António Costa não poderia estar mais em desacordo com aquilo que chama um “sistema que mina a segurança e a estabilidade da Segurança Social”. Este deixaria “desprotegidas as poupanças de quem está a contribuir hoje e também de quem está a receber pensão”, diz o governante, apresentando como exemplo a grande depressão norte-americana, para rematar a conversa.
Semana de trabalho
Questionado, depois, sobre a proposta do PS que coloca a hipótese de uma semana de trabalho com apenas quatro dias, Cotrim fala em “irrealismo” e argumenta com a falta de mão de obra que vê na rua, em todos os setores. “Num cenário destes, dizer que se pode trabalhar 30 horas é prejudicial” e “isto não traria grande vantagem à economia”, diz o líder liberal.
“Mas quem é que falou em 30 horas?”, pergunta Costa, que clarifica querer “abrir o debate” na sociedade.
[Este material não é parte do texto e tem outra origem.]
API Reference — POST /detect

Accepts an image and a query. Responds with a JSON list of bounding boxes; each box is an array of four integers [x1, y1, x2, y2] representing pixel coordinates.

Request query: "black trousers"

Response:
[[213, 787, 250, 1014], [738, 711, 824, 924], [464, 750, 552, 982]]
Até “podemos trabalhar quatro dias por semana, mais uma hora por dia”, surpreende Costa. “Nisto eu também sou muito liberal”.
Regionalização
A proposta de avançar com a regionalização está incluída no programa do PS, que, segundo explicou o primeiro-ministro, deve ser avaliada até 2023 e, mediante garantias de qualidade e de que a despesa permanece a mesma, ser sujeita a referendo em 2024.
Mas Cotrim de Figueiredo não percebe “porque é que o calendário já está definido, sem se saber que decisões passam para as regiões; se toda a parte financeira [das administrações locais] corresponde
à do Estado central e sem ser conhecido o mapa”. “A IL não aceita que uma decisão desta natureza seja discutida por conveniência”, declarou Cotrim, sem que Costa tenha voltado a tocar no assunto para defender o seu calendário.